Allesamt billiger, besonders der Hannspree hats mir angetan, den werde ich mir
zumindest auf meinen Schreibtisch stellen =)


----------



## Flex (25. April 2008)

Einige Punkte:
- Der höhere Stromverbrauch (ja, da bin ich knausrig)
- mit LG hab ich sehr gute Erfahrungen in den letzten 10 Jahren gemacht
- LG bietet 36 Monate Vor-Ort-Garantie (gut hat der Asus auch, bei Hannspree keine Angabe?!)
- Asus und Hannspree bringen Lautsprecher mit sich -> Gar nicht gerne
- Keiner der anderen bringt HDCP Unterstützung mit (Asus nein, Hannspree ja)

Acer hab ich eine persönliche Abneigung gegen, aufgrund von Notebookerfahrungen... Ich mag das Logo nicht mehr sehen. 

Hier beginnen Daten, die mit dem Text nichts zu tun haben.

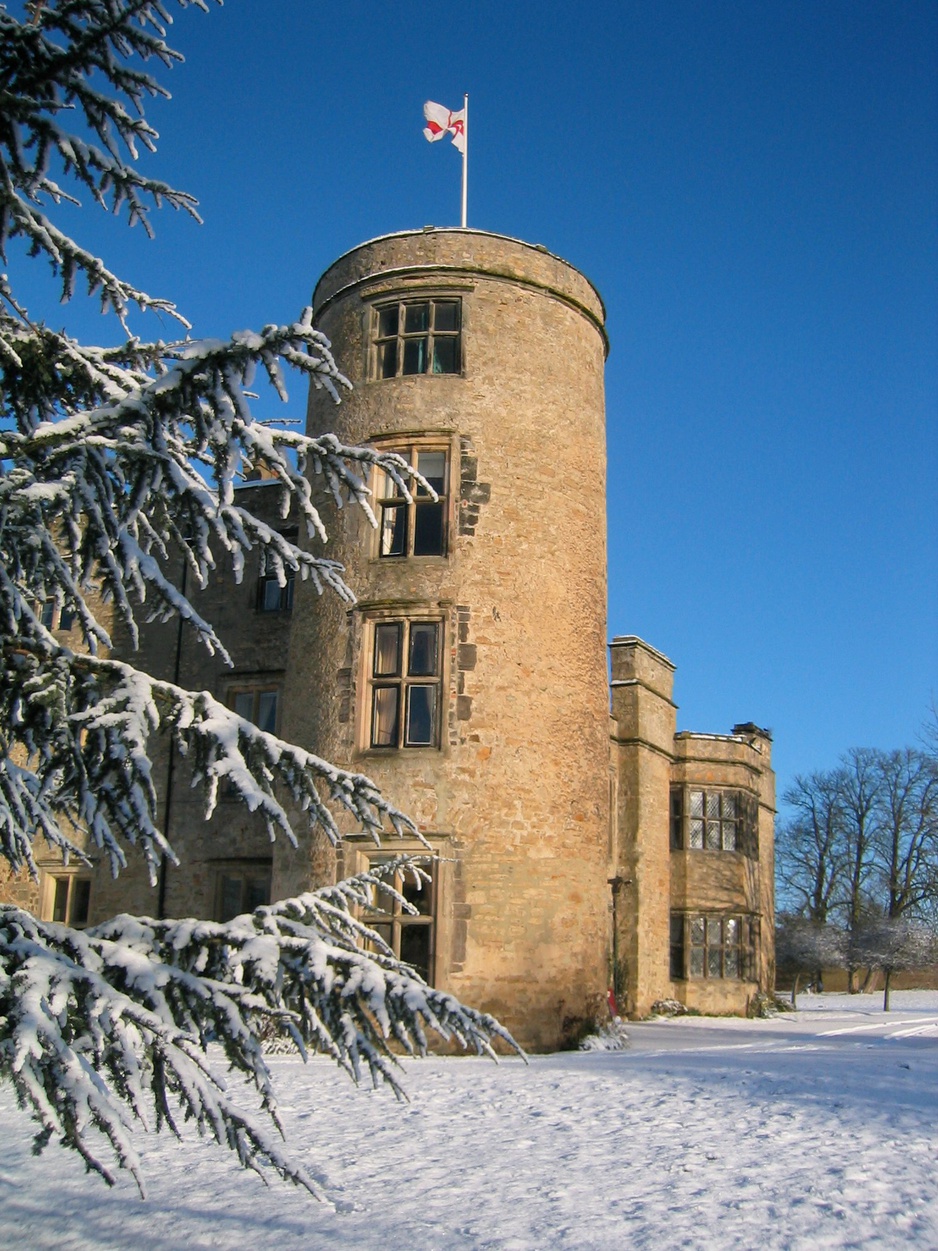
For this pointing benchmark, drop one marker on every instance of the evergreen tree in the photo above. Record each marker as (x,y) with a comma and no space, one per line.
(114,462)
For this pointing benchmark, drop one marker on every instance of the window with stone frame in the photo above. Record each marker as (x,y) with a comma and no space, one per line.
(417,337)
(713,820)
(273,597)
(258,703)
(54,617)
(68,898)
(410,935)
(417,526)
(713,946)
(404,683)
(242,886)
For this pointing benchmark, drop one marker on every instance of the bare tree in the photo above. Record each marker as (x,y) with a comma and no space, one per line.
(809,847)
(806,946)
(906,842)
(893,945)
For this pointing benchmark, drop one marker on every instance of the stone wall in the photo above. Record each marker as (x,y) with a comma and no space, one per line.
(517,792)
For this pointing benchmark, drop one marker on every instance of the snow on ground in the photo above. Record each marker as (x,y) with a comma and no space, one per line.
(813,1130)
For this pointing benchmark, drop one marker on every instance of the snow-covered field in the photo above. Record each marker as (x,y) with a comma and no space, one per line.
(814,1130)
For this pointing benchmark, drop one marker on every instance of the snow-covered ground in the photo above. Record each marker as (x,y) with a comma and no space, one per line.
(813,1130)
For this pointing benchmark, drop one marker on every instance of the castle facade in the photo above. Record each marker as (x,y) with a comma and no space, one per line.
(583,843)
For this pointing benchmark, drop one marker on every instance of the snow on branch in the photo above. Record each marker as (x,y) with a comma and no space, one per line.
(110,1027)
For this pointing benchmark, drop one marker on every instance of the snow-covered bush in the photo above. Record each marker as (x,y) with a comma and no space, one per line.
(612,1036)
(115,460)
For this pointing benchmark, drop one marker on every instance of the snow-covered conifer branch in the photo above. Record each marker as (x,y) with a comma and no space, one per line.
(111,1026)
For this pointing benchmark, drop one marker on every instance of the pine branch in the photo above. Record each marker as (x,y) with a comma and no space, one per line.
(110,1027)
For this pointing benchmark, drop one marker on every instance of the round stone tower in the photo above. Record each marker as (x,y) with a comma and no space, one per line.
(469,678)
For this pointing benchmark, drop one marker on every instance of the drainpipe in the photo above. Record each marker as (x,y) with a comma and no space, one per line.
(170,766)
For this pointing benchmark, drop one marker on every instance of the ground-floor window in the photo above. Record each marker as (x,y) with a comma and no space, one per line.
(713,946)
(68,898)
(409,933)
(242,886)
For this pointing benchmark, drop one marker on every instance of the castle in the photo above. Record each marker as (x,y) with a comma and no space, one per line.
(583,843)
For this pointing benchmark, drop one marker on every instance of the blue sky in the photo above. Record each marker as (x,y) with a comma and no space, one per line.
(751,185)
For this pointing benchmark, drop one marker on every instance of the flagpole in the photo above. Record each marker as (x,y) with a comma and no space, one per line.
(465,153)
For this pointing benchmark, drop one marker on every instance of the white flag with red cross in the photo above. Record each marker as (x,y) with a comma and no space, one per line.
(444,121)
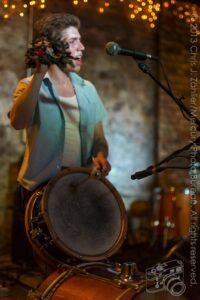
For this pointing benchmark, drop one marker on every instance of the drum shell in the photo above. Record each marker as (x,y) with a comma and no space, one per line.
(82,287)
(42,235)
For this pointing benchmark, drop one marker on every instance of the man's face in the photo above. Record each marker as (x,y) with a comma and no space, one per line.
(72,36)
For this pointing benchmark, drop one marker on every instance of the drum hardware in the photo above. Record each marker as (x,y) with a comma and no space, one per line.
(130,276)
(73,216)
(36,232)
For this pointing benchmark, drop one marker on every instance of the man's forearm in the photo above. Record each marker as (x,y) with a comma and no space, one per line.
(22,112)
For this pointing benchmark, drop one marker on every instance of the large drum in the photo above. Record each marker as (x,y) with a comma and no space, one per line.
(76,284)
(76,216)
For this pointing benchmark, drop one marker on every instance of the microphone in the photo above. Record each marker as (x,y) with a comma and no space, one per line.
(113,48)
(145,173)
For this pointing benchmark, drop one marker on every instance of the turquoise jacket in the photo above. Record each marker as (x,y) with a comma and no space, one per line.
(45,136)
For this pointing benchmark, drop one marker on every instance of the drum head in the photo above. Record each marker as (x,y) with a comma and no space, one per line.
(85,214)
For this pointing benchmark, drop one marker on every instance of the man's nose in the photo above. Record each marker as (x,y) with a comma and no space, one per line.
(81,46)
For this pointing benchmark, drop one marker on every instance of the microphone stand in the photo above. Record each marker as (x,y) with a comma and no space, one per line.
(146,69)
(159,166)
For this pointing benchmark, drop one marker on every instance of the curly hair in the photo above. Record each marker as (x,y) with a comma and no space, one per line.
(53,24)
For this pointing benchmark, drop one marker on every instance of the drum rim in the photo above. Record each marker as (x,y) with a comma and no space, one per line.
(122,234)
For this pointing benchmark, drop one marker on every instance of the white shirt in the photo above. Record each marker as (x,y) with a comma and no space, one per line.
(72,143)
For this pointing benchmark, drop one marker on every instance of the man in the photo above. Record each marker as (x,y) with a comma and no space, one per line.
(60,111)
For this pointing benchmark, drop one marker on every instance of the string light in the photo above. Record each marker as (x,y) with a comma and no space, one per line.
(147,10)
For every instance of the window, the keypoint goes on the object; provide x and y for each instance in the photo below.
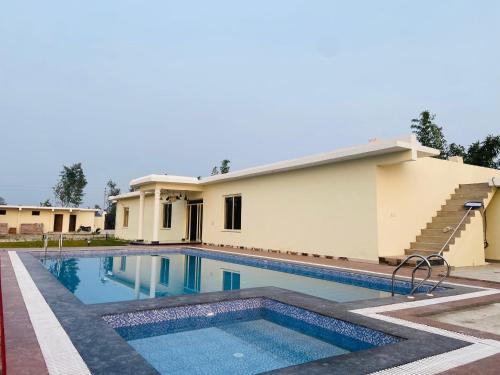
(192, 273)
(164, 271)
(123, 263)
(125, 216)
(230, 280)
(233, 212)
(167, 215)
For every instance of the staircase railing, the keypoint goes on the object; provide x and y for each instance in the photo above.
(455, 231)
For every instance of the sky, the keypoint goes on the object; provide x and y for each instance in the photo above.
(130, 88)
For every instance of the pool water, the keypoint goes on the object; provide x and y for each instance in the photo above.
(122, 278)
(248, 347)
(246, 336)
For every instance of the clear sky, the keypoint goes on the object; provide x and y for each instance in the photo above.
(130, 88)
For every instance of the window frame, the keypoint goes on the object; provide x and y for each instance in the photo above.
(126, 216)
(167, 216)
(231, 275)
(123, 263)
(167, 261)
(231, 226)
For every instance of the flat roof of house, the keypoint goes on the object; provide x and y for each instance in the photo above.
(40, 208)
(375, 147)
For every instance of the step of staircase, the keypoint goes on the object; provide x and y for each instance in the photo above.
(437, 232)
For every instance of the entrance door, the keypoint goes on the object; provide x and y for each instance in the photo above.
(58, 222)
(195, 215)
(72, 223)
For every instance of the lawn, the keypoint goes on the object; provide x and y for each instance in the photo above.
(66, 243)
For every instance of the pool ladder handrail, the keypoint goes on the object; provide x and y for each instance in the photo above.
(443, 277)
(424, 261)
(413, 288)
(45, 244)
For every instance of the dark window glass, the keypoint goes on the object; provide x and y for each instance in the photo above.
(192, 273)
(226, 280)
(229, 213)
(167, 215)
(164, 271)
(237, 213)
(236, 281)
(230, 280)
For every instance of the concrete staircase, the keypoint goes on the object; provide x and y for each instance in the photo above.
(433, 237)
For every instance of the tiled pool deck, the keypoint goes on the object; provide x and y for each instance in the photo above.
(104, 352)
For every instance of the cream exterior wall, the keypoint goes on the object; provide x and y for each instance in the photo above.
(409, 194)
(15, 217)
(493, 227)
(360, 209)
(178, 227)
(327, 210)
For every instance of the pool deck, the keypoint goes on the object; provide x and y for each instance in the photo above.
(24, 355)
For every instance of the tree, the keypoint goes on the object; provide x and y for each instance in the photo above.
(485, 153)
(46, 203)
(456, 150)
(111, 190)
(69, 189)
(482, 153)
(428, 133)
(224, 168)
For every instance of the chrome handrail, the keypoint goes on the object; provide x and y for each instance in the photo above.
(448, 270)
(454, 231)
(414, 288)
(60, 243)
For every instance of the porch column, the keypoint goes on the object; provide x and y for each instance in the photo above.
(156, 216)
(140, 235)
(137, 284)
(154, 273)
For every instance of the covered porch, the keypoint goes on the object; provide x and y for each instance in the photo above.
(161, 210)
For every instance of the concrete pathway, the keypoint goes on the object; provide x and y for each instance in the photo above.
(490, 272)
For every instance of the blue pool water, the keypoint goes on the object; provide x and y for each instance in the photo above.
(239, 337)
(248, 347)
(121, 278)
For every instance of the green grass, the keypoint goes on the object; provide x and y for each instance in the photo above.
(66, 243)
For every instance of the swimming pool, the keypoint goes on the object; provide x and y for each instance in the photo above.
(186, 271)
(241, 336)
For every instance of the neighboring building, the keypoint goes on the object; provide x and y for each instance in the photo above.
(38, 220)
(372, 202)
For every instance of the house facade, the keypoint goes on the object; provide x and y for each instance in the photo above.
(371, 202)
(39, 220)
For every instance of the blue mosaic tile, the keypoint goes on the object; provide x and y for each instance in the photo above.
(149, 323)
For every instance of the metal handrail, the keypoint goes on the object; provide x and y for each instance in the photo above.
(454, 231)
(45, 246)
(60, 243)
(414, 288)
(448, 270)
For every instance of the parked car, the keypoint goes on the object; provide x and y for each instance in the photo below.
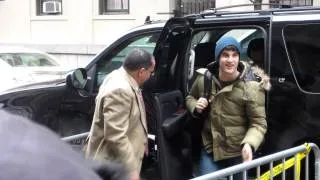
(181, 46)
(21, 66)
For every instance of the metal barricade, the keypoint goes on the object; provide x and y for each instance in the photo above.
(294, 155)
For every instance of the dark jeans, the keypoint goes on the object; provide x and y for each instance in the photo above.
(208, 165)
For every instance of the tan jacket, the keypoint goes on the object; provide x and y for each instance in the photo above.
(119, 131)
(236, 115)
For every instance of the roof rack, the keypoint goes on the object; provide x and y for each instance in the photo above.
(281, 8)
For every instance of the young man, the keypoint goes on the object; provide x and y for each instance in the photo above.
(119, 131)
(236, 120)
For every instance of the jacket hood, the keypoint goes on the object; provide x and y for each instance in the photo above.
(248, 72)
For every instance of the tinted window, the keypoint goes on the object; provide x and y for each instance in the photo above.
(115, 59)
(27, 59)
(304, 53)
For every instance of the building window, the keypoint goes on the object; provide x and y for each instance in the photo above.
(48, 7)
(292, 2)
(113, 7)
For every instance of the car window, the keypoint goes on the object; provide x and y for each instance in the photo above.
(114, 60)
(27, 59)
(304, 52)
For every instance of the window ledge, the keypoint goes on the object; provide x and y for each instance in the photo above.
(114, 17)
(49, 18)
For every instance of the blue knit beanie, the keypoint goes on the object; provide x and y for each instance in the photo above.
(223, 43)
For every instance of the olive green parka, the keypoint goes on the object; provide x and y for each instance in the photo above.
(237, 111)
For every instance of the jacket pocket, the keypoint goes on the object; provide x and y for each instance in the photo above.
(234, 136)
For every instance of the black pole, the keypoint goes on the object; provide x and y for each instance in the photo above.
(178, 9)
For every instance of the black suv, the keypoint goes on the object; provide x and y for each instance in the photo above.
(291, 39)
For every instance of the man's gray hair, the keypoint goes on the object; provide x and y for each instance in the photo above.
(136, 59)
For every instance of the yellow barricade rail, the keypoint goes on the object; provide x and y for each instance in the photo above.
(288, 163)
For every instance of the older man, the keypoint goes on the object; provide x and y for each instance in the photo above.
(119, 131)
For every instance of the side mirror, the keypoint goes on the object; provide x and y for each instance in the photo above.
(77, 79)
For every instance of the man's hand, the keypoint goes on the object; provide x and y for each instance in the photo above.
(202, 103)
(246, 153)
(134, 175)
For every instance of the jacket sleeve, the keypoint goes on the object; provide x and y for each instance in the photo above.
(116, 110)
(255, 110)
(192, 98)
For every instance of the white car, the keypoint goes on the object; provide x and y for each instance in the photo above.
(21, 66)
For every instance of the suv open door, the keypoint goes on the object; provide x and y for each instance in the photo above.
(174, 62)
(173, 152)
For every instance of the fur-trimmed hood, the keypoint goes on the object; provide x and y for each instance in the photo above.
(248, 72)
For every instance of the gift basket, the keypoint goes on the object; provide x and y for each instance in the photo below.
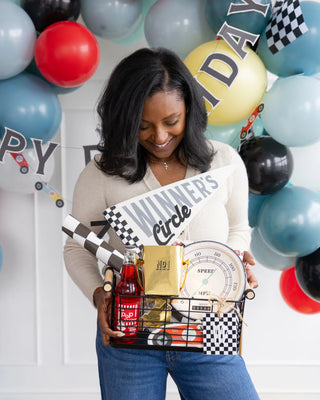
(187, 297)
(192, 299)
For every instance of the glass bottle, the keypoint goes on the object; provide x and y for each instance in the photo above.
(127, 300)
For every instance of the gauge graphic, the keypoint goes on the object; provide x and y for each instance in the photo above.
(215, 272)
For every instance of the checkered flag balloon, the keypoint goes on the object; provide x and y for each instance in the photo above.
(90, 241)
(286, 25)
(118, 222)
(221, 335)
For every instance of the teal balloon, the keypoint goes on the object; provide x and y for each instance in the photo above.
(267, 256)
(291, 112)
(249, 21)
(33, 69)
(301, 56)
(180, 26)
(289, 221)
(1, 258)
(255, 204)
(112, 19)
(17, 39)
(28, 105)
(138, 33)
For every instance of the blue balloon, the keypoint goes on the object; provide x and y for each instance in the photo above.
(28, 105)
(291, 113)
(249, 21)
(112, 19)
(301, 56)
(138, 33)
(17, 39)
(267, 256)
(180, 26)
(289, 221)
(255, 204)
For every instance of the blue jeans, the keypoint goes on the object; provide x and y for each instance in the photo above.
(135, 374)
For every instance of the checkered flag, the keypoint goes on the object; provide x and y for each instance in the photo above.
(90, 241)
(286, 25)
(119, 224)
(221, 335)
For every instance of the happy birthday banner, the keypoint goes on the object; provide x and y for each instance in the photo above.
(158, 217)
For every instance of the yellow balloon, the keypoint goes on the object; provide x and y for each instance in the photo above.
(237, 85)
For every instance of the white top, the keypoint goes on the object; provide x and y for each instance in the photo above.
(224, 218)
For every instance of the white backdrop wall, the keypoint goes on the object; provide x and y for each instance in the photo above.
(47, 327)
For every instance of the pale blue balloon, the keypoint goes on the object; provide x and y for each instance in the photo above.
(291, 112)
(249, 21)
(180, 26)
(300, 56)
(267, 256)
(28, 105)
(112, 19)
(138, 33)
(17, 39)
(255, 204)
(289, 221)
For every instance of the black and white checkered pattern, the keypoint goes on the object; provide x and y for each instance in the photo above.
(90, 241)
(286, 25)
(119, 224)
(221, 335)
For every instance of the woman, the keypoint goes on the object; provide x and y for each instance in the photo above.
(153, 120)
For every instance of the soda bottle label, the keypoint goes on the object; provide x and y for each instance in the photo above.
(127, 315)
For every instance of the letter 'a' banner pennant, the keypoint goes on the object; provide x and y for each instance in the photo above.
(158, 217)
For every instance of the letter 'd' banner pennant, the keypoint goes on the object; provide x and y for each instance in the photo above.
(158, 217)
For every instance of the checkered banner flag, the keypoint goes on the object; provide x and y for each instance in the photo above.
(286, 25)
(158, 217)
(221, 335)
(90, 241)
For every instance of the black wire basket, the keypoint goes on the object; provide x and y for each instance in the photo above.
(211, 326)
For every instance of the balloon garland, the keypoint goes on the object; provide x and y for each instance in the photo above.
(233, 73)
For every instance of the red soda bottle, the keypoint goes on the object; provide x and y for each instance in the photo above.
(127, 300)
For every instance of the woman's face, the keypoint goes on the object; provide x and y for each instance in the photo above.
(163, 123)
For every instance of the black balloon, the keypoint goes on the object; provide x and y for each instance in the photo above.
(46, 12)
(269, 164)
(308, 274)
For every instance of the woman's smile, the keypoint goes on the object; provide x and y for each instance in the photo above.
(163, 123)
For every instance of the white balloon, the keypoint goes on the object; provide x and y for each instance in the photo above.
(12, 179)
(306, 166)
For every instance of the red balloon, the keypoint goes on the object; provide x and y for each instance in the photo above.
(67, 54)
(294, 296)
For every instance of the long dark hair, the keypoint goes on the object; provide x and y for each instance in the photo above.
(138, 76)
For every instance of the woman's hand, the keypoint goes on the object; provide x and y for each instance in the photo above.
(249, 260)
(103, 302)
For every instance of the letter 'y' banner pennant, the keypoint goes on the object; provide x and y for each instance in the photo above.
(158, 217)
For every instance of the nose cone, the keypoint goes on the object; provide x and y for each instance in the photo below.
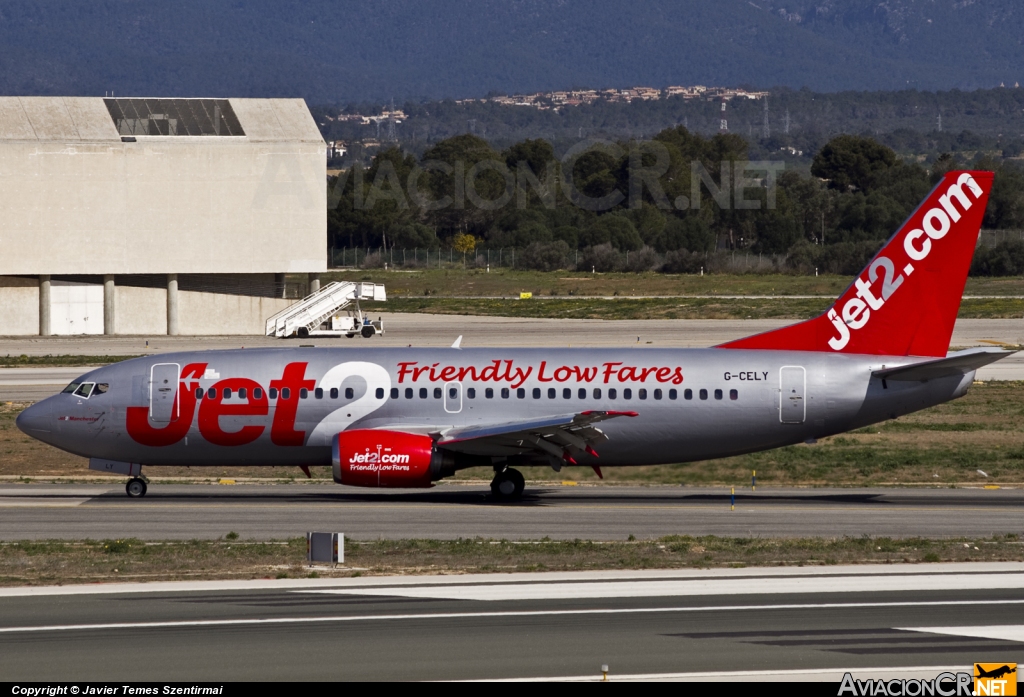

Und ja, ich bin gerne kleinlich


----------



## HuRaHoRRe (25. April 2008)

Hi

Habe seit ca. einem Jahr den Samsung Syncmaster 226BW und bin vollkommen zufrieden:

Schnelle Reaktionszeiten, super Farben und ein Hammer Preis/Leistungs Verhältnis.
Von der Ergonomie her nicht der Brüller aber mehr kann man meiner Meinung nach nicht erwarten für den Preis.

HDCP -> Ja
Lautsprecher -> Nein


Seit ein paar Monaten hat ihn auch ein Kollege von mir und er hatte bisher auch nichts zu motzen


----------



## Flex (25. April 2008)

Doofe runde Ecken 
Sieht aber sonst fesch aus. Bietet aber jetzt nicht viel mehr als der LG, was die 40€ mehr rechtfertigt. 

Das einzige was wirklich cool ist, ist die 3 Jahre Vor-Ort-Garantie mit Leihgerät 

Aber danke euch Beiden für die Tipps.


----------